The neoliberal, exploitative, inhumane era of Schröder, Hartz and Ackerman is over. The tide is turning quickly now. In only a short time you will all be standing in the dock. Even the lawyers of your house will not be able to protect you, for they were instrumental in undoing human rights — they will have to defend themselves too.
The second difference was that the contract arrived on Boes’ doormat unsigned. Typically, the contract arrives in duplicate signed by some representative, to then be signed by the “customer”, sent back, with a pre-signed copy remaining in the “customer’s” possession. His employment officer’s unwillingness to sign speaks volumes.
Also voluminous is the silence. As yet I am aware of no reaction from the state. On the 16th March, Boes sent a reminder to his employment office, asking why he is still receiving Hartz IV payments. Why has he not been sanctioned? He wants to know whether; a) they have written a new law for him and him alone, or b) if they have written new law for all Germans. Again, no reply as yet (April 7, 2012).
If only my non-German speaking readers could hear the passion with which Boes tells his tale and reads out his letters. What I find most inspiring about him is the compassionate fire he is filled with. I hope his example is as inspirational to others as it has been for me. My own far smaller risk has given me many panic-filled nights, made me question my intelligence and honour. Ralph Boes’ example lends me the confidence and strength to fight on. Make no mistake, we are at war against a system and its defenders, whose former pragmatic and practical role is dead. Until we join full voice and in good knowledge of our position and its connotations the battle Boes (and many others) have begun, we will continue to be mere cogs ground down by great but quickly crumbling wheels. No need for foolhardy heroism. Do what you can.
As Boes says, the tide is turning, even though the status quo strains to make it seem otherwise.
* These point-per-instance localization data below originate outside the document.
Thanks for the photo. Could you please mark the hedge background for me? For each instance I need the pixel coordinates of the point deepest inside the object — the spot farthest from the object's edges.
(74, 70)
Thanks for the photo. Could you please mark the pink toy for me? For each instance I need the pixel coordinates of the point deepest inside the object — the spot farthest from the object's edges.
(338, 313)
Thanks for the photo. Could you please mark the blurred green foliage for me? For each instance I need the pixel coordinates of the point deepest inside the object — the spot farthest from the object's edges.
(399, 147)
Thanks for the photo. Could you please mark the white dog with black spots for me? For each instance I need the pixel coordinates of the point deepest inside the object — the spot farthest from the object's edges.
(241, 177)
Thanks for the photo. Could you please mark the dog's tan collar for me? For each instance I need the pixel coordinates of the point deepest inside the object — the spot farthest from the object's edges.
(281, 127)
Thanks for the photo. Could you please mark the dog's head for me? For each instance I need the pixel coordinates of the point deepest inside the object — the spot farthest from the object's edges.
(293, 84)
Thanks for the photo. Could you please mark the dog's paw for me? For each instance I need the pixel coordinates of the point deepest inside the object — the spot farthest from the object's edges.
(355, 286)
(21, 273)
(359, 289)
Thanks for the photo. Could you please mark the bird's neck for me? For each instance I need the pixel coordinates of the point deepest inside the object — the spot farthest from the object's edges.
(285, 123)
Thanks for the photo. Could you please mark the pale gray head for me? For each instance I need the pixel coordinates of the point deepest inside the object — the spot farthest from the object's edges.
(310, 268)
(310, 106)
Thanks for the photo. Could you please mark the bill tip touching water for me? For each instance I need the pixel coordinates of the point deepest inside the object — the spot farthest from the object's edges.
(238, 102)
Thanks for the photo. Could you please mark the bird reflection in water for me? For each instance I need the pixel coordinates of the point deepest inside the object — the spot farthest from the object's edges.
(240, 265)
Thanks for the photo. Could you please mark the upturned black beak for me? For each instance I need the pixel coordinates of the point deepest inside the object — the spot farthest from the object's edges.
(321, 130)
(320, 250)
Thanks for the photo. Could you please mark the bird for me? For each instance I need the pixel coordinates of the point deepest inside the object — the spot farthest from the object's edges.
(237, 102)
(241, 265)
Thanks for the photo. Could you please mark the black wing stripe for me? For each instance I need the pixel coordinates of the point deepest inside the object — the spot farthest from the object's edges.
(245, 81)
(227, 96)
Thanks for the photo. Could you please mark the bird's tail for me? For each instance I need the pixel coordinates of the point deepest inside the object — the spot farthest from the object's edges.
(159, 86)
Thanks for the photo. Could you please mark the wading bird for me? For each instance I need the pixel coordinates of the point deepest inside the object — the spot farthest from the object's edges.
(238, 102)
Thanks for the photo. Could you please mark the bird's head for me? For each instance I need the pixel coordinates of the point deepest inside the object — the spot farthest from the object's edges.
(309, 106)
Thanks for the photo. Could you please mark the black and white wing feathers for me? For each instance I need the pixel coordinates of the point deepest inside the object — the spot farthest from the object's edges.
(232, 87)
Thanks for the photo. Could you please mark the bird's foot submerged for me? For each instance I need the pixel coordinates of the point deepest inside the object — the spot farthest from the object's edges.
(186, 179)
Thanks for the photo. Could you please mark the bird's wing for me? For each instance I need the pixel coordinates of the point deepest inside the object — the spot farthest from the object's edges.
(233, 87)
That said, the nakedness of their criminality is a sure sign of desperation. That, (and/)or unbridled sociopathy. If the latter, the great majority of us, endowed as we are with empathy, need to do what we can to put together a far freer and more open system in which the sociopathic few cannot exploit and extract, with institutional impunity, the dignity and labour of the many.
I will leave you with the delicious tidbit that, late last year, a certain Herr Johannes Ponada drew up his own “incorporation agreement” (as per Boes’), added freedom of movement across Germany (still denied Boes) and it was accepted. Another gentlemen in Peine fights for the same dignity, but has not made the same inroads. Not yet.
Germany, for all its labyrinthine bureaucracy, has a constitution which may well prove the soil from which a far more humane and sensible system can arise.